Bei einigen Substanzen, etwa Stickstoffoxiden und Ammoniak, verliefen die Fortschritte sogar so schleppend, dass Deutschland darauf hinwirken musste, dass ihm auf internationaler und europäischer Ebene ein sogenanntes „Inventory Adjustment“ zugutegehalten wurde. Damit konnte Deutschland von einer Ausnahmeregelung profitieren, die ausnahmsweise höhere Emissionen erlaubt, wenn die Erhöhung auf Umständen beruht, die von der Vertragspartei weder vorhergesehen noch beeinflusst werden konnte. Angepasst werden dabei nachträglich die Emissionsinventare, die bei Verhandlung des Göteborg-Protokolls 1998/99 Grundlage der Festlegung von Emissionshöchstmengen waren.

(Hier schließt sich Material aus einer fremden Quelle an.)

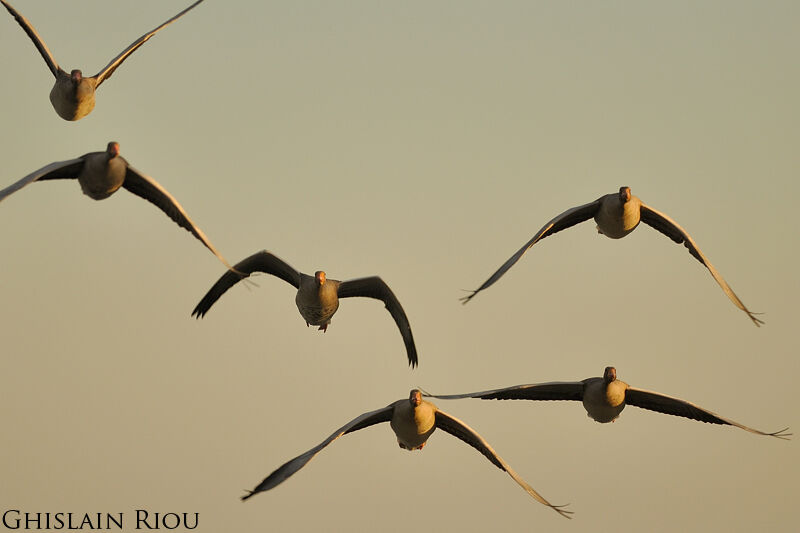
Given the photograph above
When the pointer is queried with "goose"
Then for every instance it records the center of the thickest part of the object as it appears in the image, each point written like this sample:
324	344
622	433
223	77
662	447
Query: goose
413	420
317	296
616	215
101	174
72	94
605	397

Die Rechtsfolge ist, dass diese Erhöhungen für die Überschreitung der Höchstmengen nicht berücksichtigt werden. Ein Beispiel dafür sind Emissionen aus landwirtschaftlichen Nutzflächen oder der Lagerung von Gärresten der Bioenergieproduktion; ein anderes – fraglicheres – Beispiel sind die zusätzlichen Stickstoffoxid-Emissionen aus dem Kraftfahrzeugverkehr, die wegen der Verwendung von Abschalteinrichtungen über die eigentlich vorgesehenen Euro-5- und Euro-6-Normen hinaus ausgestoßen wurden. Die Frage, ob die Bundesregierung und insbesondere das Verkehrsministerium diese Mehremissionen tatsächlich weder hat vorhersehen, noch beeinflussen können, soll an dieser Stelle nicht vertieft werden; ihre Beantwortung bleibt der geneigten Leserschaft selbst überlassen. Trotz dieser Inventaranpassung wurde die Höchstmenge für Ammoniak im Jahr 2015 überschritten, was Anfang 2017 zur Neufassung der Düngeverordnung führte.

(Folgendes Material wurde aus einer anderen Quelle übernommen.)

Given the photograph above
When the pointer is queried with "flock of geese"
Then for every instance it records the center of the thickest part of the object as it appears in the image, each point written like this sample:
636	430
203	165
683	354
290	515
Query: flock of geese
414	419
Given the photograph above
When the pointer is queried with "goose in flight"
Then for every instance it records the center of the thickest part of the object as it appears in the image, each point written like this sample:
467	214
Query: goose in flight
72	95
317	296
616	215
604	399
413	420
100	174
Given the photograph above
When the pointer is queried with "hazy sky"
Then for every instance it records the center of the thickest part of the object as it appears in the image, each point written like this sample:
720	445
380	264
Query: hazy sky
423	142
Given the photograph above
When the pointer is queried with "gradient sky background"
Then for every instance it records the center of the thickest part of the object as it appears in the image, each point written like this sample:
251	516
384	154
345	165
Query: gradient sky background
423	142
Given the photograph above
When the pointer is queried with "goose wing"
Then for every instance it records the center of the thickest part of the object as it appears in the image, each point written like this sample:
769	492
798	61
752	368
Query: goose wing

Die neuen, in die 43. BImSchV übernommenen Regeln sind nun noch ambitionierter als die Verpflichtungen, mit denen Deutschland sich bislang schon schwer getan hat: Vom Basisjahr 2005 ausgehend sollen die jährlichen menschengemachten Emissionen folgendermaßen verringert werden: SO2 um 21 %, NOX um 39 %, NMVOC um 13 %, NH3 um 5 % und Feinstaub PM2,5 um 26 %. Von 2030 soll noch stärker reduziert werden, nämlich SO2 um 58 %, NOX um 65 %, NMVOC um 28 %, NH3 um 29 % und Feinstaub PM2,5 um 43 %.
Vor allem in der Landwirtschaft und im Verkehr werden erhebliche Anstrengungen nötig sein, um die ehrgeizigen Ziele für Stickstoffoxide und Ammoniak in Zukunft einzuhalten. Dies gilt nicht nur bezüglich des erhöhten Ausstoßes von Stickoxiden durch Dieselfahrzeuge im Normalbetrieb, eine Frage bei der inzwischen wohl sogar der Bundesverkehrsminister und das Kraftfahrzeugbundesamt ihre Gutgläubigkeit verloren haben dürften. Auch in der Landwirtschaft wird eine grundsätzlichere Abkehr von einer Wirtschaftsweise nötig, die massiv in den Stickstoffkreislauf eingreift. Nicht zuletzt bleibt auch die Energiewirtschaft in der Verantwortung, Lösungen zu entwickeln und Alternativen zu finden, die den Ausstoß von Schadstoffen stark reduzieren.